Alzheimer’s disease (AD) is a neurodegenerative disease and the most common cause of dementia. In this umbrella systematic review (SR), we summarized the efficacy of different pharmacological interventions in improving cognitive function in patients with AD.

Methods

A systematic search was performed through the PubMed, Scopus, Embase, and Cochrane databases for SRs of studies assessing the efficacy of pharmacological interventions versus placebo in improving cognitive function in AD or mild cognitive impairment due to AD. The risk of bias (RoB) was assessed using the Risk of Bias in SRs (ROBIS) tool.

Results

Out of 1748 articles found through the database survey, 33 SR articles were included.
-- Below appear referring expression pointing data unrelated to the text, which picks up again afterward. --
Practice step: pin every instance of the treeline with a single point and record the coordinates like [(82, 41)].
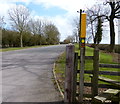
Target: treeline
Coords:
[(27, 31), (49, 36)]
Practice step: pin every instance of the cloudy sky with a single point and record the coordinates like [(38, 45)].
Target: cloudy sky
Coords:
[(60, 12)]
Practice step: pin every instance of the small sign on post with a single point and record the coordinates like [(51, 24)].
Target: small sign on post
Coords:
[(83, 29), (82, 55)]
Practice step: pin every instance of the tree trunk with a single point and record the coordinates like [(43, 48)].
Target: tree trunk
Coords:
[(21, 42), (112, 35)]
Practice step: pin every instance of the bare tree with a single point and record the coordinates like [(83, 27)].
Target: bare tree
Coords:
[(19, 16)]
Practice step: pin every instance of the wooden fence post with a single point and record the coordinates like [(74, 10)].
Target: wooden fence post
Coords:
[(69, 73), (95, 72), (75, 77), (82, 67)]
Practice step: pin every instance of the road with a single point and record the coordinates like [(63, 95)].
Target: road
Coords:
[(27, 75)]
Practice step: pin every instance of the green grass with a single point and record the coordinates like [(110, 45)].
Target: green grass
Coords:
[(104, 58), (18, 48)]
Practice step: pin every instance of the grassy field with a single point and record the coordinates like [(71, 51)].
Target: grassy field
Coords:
[(104, 58), (18, 48)]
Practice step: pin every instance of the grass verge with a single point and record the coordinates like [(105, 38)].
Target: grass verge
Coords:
[(19, 48)]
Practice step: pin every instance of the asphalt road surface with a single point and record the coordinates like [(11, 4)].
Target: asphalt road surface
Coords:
[(27, 75)]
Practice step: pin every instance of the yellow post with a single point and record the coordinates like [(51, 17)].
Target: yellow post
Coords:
[(83, 25)]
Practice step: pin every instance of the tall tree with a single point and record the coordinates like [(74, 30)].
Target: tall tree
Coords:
[(51, 33), (115, 13), (19, 17)]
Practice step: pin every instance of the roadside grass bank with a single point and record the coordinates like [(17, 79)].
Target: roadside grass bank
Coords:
[(106, 58), (19, 48)]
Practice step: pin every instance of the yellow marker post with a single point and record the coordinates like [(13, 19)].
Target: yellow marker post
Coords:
[(82, 55), (83, 25)]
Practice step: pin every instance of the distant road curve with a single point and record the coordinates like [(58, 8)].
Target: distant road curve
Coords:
[(27, 74)]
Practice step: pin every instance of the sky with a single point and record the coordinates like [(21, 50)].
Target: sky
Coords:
[(59, 12)]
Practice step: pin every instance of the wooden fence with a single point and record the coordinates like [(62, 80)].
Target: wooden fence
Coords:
[(71, 92)]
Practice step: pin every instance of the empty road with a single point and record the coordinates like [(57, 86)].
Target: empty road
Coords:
[(27, 75)]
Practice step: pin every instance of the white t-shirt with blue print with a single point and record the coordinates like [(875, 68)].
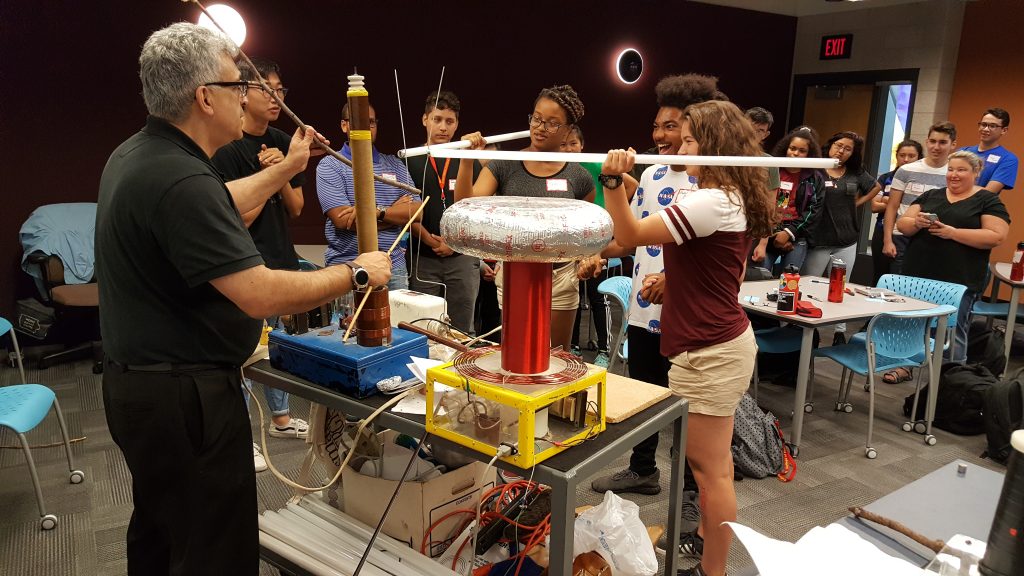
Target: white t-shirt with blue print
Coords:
[(658, 188)]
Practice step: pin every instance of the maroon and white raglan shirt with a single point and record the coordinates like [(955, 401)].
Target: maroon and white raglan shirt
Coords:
[(704, 269)]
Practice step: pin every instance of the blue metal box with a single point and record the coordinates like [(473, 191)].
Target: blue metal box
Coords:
[(348, 368)]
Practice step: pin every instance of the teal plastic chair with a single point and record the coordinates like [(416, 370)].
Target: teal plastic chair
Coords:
[(23, 407), (619, 288), (894, 339)]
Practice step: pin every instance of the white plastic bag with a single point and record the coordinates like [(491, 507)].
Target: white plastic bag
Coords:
[(613, 530)]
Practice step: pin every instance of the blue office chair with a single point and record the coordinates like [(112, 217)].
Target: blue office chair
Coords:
[(619, 288), (894, 339), (5, 327), (23, 407), (937, 292)]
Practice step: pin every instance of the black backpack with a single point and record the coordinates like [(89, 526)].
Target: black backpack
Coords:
[(961, 405), (1004, 414)]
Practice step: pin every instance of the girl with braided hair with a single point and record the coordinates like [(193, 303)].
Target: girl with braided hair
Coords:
[(556, 110)]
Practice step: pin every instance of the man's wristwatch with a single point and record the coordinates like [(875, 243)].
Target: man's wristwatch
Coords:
[(360, 278), (610, 181)]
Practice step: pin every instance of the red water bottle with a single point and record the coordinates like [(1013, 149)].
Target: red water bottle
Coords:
[(1017, 271), (837, 281), (788, 290)]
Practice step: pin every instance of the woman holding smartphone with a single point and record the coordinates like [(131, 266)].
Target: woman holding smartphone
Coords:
[(952, 232)]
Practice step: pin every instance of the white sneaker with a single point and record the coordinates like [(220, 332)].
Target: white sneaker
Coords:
[(258, 460), (296, 427)]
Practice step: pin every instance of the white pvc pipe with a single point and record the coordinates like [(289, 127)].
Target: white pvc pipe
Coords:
[(420, 151), (675, 160)]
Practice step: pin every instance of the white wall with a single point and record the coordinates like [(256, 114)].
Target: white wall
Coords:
[(923, 35)]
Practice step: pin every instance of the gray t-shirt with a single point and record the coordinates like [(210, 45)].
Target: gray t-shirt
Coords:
[(913, 179), (572, 181)]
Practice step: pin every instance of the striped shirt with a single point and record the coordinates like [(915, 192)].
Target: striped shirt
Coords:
[(702, 271), (335, 188)]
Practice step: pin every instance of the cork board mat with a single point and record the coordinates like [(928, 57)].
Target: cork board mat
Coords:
[(627, 397)]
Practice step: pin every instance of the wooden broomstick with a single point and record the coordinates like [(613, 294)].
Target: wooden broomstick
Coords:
[(394, 244)]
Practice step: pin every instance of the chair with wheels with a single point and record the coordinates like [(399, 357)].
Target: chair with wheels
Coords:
[(23, 407), (5, 327), (893, 339), (937, 292), (617, 288)]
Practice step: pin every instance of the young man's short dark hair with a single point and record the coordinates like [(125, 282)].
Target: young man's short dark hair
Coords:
[(944, 127), (445, 99)]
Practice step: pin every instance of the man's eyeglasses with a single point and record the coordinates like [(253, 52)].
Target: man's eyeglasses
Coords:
[(282, 92), (241, 85), (549, 125)]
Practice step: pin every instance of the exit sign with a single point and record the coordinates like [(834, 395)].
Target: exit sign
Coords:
[(836, 47)]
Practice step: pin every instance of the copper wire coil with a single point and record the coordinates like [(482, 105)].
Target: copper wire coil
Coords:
[(469, 365)]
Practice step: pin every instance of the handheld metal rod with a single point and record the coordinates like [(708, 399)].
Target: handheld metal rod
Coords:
[(757, 161), (273, 95), (420, 151), (416, 214)]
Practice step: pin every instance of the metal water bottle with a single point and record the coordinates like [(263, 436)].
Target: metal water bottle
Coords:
[(1017, 271), (837, 281), (788, 290)]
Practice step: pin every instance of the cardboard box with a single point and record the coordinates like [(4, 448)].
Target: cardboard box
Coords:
[(419, 503)]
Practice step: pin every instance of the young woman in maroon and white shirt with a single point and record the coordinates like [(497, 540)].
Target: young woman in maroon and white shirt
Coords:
[(707, 235)]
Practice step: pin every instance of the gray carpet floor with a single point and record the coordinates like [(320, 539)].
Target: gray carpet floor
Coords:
[(833, 475)]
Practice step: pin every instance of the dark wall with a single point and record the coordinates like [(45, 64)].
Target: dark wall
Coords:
[(71, 91)]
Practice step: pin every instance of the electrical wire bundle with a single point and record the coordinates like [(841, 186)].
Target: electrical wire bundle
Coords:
[(505, 503)]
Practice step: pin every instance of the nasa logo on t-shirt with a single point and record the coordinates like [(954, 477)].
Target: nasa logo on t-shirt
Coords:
[(642, 302)]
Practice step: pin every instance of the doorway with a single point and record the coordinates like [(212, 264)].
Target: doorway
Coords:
[(877, 105)]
These studies assessed effects of immunotherapy, cholinesterase inhibitors (ChEIs), memantine, statins, lithium, nonsteroidal anti-inflammatory drugs (NSAIDs), antidiabetic agents, Cerebrolysin, RAS-targeting antihypertensive drugs (ARBs and ACEIs), psychostimulants, glycogen synthase kinase 3 (GSK-3) inhibitors, melatonin, and herbal medications on cognitive function in AD patients. There was no notable overall RoB in 18 studies (54.5%), the RoB in 14 studies (42.4%) was high, and in one study (3.0%) it was unclear.

Conclusions

The use of ChEIs, including rivastigmine, galantamine, and donepezil, as well as memantine has demonstrated a positive impact on improving cognitive outcomes of AD patients, but no considerable effects were found for immunotherapies. Melatonin, statins, antihypertensive drugs, antidiabetic agents, Cerebrolysin, psychostimulants, and some herbal drugs such as Danggui-Shaoyao-San and Ginkgo biloba seem to be effective in improving cognitive function of AD patients, but the evidence in this regard is limited.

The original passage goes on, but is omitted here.